THE Philippine Football Federation (PFF) expressed mixed emotions upon learning one of its two national teams has been excluded in the delegation to the coming Southeast Asian Games.
Although ecstatic with the inclusion of the women’s team in the Philippine contingent bound for the Myanmar Games, the dominant feeling is negative as the men’s team failed to make the cut.
“We’re disappointed for the Under-23 (Azkals), but at the same time we’re thankful for the Malditas,” PFF president Mariano “Nonong” Araneta told Spin.ph over the phone on Saturday.

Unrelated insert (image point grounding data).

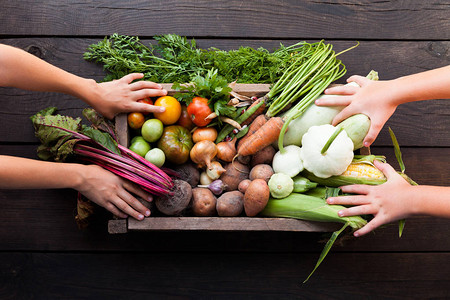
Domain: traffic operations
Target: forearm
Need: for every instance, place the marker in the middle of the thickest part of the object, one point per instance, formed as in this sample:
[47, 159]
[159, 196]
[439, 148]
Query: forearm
[23, 173]
[20, 69]
[428, 85]
[429, 200]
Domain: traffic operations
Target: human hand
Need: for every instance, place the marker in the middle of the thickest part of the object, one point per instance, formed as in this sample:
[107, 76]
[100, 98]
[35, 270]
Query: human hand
[121, 95]
[388, 202]
[112, 192]
[372, 98]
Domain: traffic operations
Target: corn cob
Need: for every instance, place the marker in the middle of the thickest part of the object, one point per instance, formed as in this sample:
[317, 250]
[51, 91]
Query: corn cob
[360, 171]
[311, 208]
[363, 170]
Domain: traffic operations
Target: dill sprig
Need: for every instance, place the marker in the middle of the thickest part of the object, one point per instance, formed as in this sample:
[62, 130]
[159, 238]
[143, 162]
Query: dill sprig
[176, 59]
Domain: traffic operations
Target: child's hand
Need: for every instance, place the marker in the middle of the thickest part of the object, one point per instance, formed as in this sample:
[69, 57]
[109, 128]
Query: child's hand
[388, 202]
[121, 95]
[112, 192]
[372, 98]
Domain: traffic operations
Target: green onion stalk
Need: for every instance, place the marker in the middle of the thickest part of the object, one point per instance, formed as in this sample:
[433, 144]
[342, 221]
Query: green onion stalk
[306, 78]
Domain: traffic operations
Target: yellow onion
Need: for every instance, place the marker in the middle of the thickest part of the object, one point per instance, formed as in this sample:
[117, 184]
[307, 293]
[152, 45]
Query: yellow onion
[203, 153]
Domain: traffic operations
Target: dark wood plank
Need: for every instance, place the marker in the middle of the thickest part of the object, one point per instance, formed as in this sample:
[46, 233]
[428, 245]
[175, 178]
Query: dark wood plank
[43, 220]
[428, 120]
[288, 19]
[218, 275]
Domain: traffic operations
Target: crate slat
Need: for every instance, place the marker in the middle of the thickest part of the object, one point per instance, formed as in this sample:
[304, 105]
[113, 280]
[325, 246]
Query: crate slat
[212, 223]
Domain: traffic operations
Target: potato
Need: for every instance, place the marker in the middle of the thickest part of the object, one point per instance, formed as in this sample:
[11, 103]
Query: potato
[175, 205]
[203, 202]
[188, 172]
[230, 204]
[256, 197]
[265, 156]
[243, 185]
[234, 174]
[262, 171]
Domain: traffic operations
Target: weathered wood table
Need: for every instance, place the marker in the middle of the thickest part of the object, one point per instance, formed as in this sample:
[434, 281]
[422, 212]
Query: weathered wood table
[43, 255]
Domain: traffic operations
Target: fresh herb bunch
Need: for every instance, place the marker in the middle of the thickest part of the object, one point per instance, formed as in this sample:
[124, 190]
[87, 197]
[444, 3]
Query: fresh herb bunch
[175, 59]
[213, 87]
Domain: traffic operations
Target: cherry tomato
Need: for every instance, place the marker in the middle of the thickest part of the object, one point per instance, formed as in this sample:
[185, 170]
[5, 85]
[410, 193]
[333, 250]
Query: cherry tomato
[185, 119]
[198, 110]
[146, 101]
[172, 112]
[135, 120]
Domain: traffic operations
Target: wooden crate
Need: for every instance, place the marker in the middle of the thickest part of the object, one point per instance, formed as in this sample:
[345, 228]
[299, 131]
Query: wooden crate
[212, 223]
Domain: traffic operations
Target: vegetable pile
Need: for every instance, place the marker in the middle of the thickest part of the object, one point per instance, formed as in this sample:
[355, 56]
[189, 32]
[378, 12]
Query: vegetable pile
[229, 154]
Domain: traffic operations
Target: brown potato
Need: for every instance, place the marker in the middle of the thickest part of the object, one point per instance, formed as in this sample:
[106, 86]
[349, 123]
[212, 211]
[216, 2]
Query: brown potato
[256, 197]
[230, 204]
[203, 202]
[262, 171]
[234, 174]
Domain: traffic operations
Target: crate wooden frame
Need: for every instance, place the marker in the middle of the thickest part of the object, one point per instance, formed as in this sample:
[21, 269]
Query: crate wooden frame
[117, 226]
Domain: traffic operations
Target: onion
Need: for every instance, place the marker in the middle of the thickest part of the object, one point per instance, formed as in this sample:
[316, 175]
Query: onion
[204, 179]
[204, 133]
[203, 152]
[215, 171]
[226, 150]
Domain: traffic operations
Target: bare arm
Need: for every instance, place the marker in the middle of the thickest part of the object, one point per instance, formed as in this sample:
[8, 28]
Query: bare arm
[97, 184]
[22, 70]
[394, 200]
[379, 99]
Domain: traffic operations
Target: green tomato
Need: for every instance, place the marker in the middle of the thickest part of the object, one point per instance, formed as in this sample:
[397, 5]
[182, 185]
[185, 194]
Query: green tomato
[152, 130]
[140, 146]
[156, 156]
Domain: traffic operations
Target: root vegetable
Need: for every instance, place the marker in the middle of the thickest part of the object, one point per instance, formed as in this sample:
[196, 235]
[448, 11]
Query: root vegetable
[203, 202]
[205, 179]
[203, 152]
[230, 204]
[204, 133]
[243, 185]
[256, 197]
[254, 126]
[234, 174]
[188, 172]
[226, 150]
[215, 171]
[265, 136]
[216, 187]
[176, 204]
[265, 156]
[261, 171]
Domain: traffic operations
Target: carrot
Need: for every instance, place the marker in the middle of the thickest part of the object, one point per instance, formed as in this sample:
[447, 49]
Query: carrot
[254, 126]
[259, 111]
[262, 138]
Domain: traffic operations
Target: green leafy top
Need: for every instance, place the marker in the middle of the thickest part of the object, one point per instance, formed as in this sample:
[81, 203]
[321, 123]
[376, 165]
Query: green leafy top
[59, 134]
[175, 59]
[213, 87]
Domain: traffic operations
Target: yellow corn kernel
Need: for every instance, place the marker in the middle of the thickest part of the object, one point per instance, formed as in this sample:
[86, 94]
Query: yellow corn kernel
[363, 170]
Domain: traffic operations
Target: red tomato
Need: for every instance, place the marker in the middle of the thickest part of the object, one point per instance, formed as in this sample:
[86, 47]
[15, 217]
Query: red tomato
[135, 120]
[185, 119]
[147, 101]
[198, 110]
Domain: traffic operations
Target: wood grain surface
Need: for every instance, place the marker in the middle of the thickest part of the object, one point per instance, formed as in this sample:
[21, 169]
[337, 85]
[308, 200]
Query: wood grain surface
[43, 255]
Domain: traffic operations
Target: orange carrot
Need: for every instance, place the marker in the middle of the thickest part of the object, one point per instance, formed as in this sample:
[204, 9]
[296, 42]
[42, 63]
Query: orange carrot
[258, 112]
[254, 126]
[262, 138]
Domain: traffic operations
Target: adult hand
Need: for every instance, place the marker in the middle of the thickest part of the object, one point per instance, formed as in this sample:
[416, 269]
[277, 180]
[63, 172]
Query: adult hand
[112, 192]
[113, 97]
[388, 202]
[372, 98]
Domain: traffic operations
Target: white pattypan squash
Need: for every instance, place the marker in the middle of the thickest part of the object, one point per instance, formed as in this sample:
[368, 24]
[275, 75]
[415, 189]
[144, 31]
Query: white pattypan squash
[335, 160]
[289, 162]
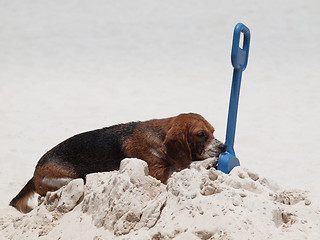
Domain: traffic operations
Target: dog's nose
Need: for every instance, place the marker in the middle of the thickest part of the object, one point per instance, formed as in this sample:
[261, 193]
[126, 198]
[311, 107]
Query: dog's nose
[222, 147]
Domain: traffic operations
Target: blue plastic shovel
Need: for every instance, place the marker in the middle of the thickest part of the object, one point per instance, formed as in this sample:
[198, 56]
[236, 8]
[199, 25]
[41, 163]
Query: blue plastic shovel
[239, 59]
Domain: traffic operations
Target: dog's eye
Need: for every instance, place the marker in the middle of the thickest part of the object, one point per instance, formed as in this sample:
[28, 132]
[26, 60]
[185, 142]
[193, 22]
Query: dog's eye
[201, 134]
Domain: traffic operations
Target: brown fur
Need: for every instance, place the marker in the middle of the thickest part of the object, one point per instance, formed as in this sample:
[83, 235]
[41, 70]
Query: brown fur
[165, 144]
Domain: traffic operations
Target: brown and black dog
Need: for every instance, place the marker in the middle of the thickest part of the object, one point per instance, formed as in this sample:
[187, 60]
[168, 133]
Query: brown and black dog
[167, 145]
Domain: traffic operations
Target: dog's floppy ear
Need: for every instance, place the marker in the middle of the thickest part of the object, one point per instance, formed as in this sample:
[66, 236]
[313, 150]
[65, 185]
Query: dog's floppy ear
[176, 148]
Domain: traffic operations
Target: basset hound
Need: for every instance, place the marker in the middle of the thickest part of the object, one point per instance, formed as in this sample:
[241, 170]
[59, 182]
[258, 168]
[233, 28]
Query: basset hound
[167, 145]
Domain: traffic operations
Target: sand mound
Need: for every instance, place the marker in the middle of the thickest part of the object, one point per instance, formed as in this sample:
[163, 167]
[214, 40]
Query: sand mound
[195, 204]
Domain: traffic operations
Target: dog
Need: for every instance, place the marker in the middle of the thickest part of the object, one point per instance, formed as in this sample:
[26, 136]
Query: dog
[167, 145]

The Philippine Olympic Committee (POC) on Friday decided the fate of the football teams, citing the Under-23 Azkals’ lack of track record for their exclusion in one of the smallest contingents the country will be sending to the regional biennial meet.
“Sabi nila wala kaming track record, pero paano naman magagawa yun kung wala kaming tournament sa Under-23 except SEA Games,” Araneta argued.
The U-23 booters’ 0-1 loss to Singapore in a friendly a few months ago was the lone basis the POC considered, although the team had numerous other stints such as playing the United Football League All-Stars to a 1-1 draw in a charity match, and participating in the UFL Preseason to name a few.
The PFF also planned training camps for the U-23 side in Bahrain and Japan next month, but the preparations are expected not to push through anymore following the team’s exclusion to the SEA Games.
If the criteria for inclusion in the succeeding editions of the biennial meet will remain the same as implemented by POC president Peping Cojuangco and Philippine Sports Commission (PSC) chairman Richie Garcia, Araneta is pessimistic the U-23 Azkals will ever get a chance to participate.
“If that’s their reason, parang we don’t see ourselves participating in the SEA Games na, eh kasi how can we prove na we can get the gold medal?”
“And the way I see it, if sila pa rin ang sports officials na ganyan ang kanilang thinking, we will never be in the SEA Games sa Under-23.”
“Gold ang kanilang criteria. It’s not really to prepare a competitive team,” Araneta said. “Their standards are just so high.”